Posts Tagged "Music Classes for Autism"
We all have fond memories of learning skills that are play based. Time flies by and we didn’t notice how many hours we spent learning how to ride a bicycle or put the basketball through the hoop. We were busy having fun.
Having fun learning music can start very young, and continue for a lifetime.
My approach to acquiring music skills, (regardless of the instrument), is based on having fun. I carefully choose songs and activities that engage the student and help to develop all the skills necessary to do something well and improve in all these other areas.
- Language Skills – singing generally, and specifically, is potentially helpful for developing the function of language including the following areas: speech, vocabulary, articulation, flow, and even literacy.
- Cognitive Functioning – developing memory, learning how to learn, mental processing, and clarity. Note that there is a lot of information available about how music can help develop the brain. While this is true, I am talking a great deal more than this: enhancing specific mental abilities as a consequence of becoming a more accomplished musician.
- Physical Functioning – singing and playing instruments require a high degree of coordination, and, at a higher level, flow. And, as music making becomes more flowing and coordinated, so too does the body usage. It is possible to use the acquisition of musical mastery, therefore, to enhance body usage.
To do this I play and sing with the student so that we are learning how to work together, and have fun. I also have at my fingertips, an enormous amount of material that I use and adapt for each student, depending on their age and interests.
The goal is to have music making become an activity that is rewarding and will last a whole lifetime.
Music touches us in profound ways, and while many of us enjoy listening to music, it is the activity of making music that has the most powerful effect on our wellbeing. The Sing-Play approach makes learning how to do this an easy and rewarding experience. We have so much music inside of us just waiting to come out.
Most adults currently living with Parkinson’s and Alzheimer’s will have grown up in a significantly more active musical environment. Many more people were engaged in music making, in their local communities, through participation in local orchestras, chorus, church choirs, as well as playing in dance bands. Despite having Parkinson’s or Alzheimer’s, they will possess a huge reservoir of music that they have heard which makes it very easy to develop.

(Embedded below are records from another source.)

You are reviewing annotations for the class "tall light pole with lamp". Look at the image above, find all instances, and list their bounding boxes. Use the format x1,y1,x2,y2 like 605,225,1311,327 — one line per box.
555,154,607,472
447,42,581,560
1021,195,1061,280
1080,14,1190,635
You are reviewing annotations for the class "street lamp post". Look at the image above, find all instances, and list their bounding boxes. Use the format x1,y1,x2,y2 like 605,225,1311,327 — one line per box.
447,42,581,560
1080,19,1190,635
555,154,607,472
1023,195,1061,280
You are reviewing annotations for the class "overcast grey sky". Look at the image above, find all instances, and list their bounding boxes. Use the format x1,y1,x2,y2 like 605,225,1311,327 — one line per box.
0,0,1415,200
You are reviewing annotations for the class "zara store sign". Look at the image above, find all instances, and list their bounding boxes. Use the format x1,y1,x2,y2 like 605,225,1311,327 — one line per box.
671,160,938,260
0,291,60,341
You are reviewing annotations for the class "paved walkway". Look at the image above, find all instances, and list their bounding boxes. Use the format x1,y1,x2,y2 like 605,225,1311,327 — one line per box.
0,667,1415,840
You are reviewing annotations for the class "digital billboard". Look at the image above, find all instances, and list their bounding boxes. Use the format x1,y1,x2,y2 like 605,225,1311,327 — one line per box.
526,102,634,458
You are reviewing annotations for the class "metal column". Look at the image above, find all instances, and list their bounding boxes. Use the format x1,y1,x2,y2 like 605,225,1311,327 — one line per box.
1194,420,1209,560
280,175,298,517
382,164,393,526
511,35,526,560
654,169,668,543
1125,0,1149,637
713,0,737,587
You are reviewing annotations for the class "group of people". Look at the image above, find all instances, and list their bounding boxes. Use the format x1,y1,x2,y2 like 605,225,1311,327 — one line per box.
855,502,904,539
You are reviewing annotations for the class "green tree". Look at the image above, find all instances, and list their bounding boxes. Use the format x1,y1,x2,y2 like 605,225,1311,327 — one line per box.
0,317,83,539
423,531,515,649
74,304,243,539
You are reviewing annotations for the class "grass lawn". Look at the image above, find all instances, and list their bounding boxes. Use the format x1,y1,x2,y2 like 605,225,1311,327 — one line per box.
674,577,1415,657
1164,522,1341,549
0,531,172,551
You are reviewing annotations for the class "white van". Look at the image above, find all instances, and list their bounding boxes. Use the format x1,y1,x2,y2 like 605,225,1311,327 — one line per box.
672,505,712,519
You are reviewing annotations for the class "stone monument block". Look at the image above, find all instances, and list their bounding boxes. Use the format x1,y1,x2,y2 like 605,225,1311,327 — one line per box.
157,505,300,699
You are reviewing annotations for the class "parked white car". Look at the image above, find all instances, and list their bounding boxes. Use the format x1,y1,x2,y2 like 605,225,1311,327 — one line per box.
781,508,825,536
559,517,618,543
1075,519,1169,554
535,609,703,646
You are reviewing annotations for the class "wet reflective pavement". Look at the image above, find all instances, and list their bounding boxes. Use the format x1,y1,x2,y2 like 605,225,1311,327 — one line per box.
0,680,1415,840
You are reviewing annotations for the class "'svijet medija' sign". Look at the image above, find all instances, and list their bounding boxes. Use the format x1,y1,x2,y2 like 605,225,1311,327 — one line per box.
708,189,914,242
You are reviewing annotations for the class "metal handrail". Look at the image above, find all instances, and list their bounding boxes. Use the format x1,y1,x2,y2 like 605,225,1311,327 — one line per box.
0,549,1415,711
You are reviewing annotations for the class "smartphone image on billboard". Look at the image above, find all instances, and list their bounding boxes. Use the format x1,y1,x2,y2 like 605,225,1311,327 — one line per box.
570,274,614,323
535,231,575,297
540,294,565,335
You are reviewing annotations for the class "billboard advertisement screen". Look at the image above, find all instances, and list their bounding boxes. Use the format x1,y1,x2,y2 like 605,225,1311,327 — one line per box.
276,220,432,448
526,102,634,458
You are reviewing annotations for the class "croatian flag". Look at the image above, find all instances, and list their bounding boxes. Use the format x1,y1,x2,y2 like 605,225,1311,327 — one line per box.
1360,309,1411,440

While scientific studies continue to show us how making music has a positive effect on our brains, cognition, co-ordination and emotional well- being, it doesn’t really show us how much enjoyment we get out of making music ourselves. With Parkinson’s and Alzheimer’s, the sufferer is learning how to navigate a life that now includes diminishing life skills, and an increased need for help. Learning how to activate their creativity and make music themselves becomes a powerfull addition to their lives, both personally and for their families.
Music Wellness is an approach to music learning that has evolved over many years of my ongoing interest in different wholistic modalities. It was sparked by the instant improvement in my clarinet playing from just one lesson in the Alexander Technique. This was such a shock, as it was a radically different approach to developing excellence that I was learning at the time from my famous teacher. This led me to becoming a certified teacher of the Alexander Technique and introduced me to a whole new world.
If you think of wellness as developing a lifestyle that you can easily live on a daily basis it covers three broad areas, Body, Mind and Spirit and Music Wellness addresses the Spirit. You learn to make music with the aim of giving it out to others, regardless of whether they are in the room or far away.
While I teach this to all my music students, it was brilliantly demonstrated to me by one of my music students, only four years old. During our last music session, she was singing one of her favorite songs and playing the drums, while I was playing the piano. Then she spontaneously made up a song to all her grandmothers, (they are all in heaven), and another song for all her grandfathers, who are also in heaven. In the process of offering them her songs, she was connecting directly with them – despite the great distance between earth and heaven! – and creating wellness for herself.
Music Wellness means that every time you make music you are helping others, by playing to them and yourself by thinking outwardly. This can be part of your daily life.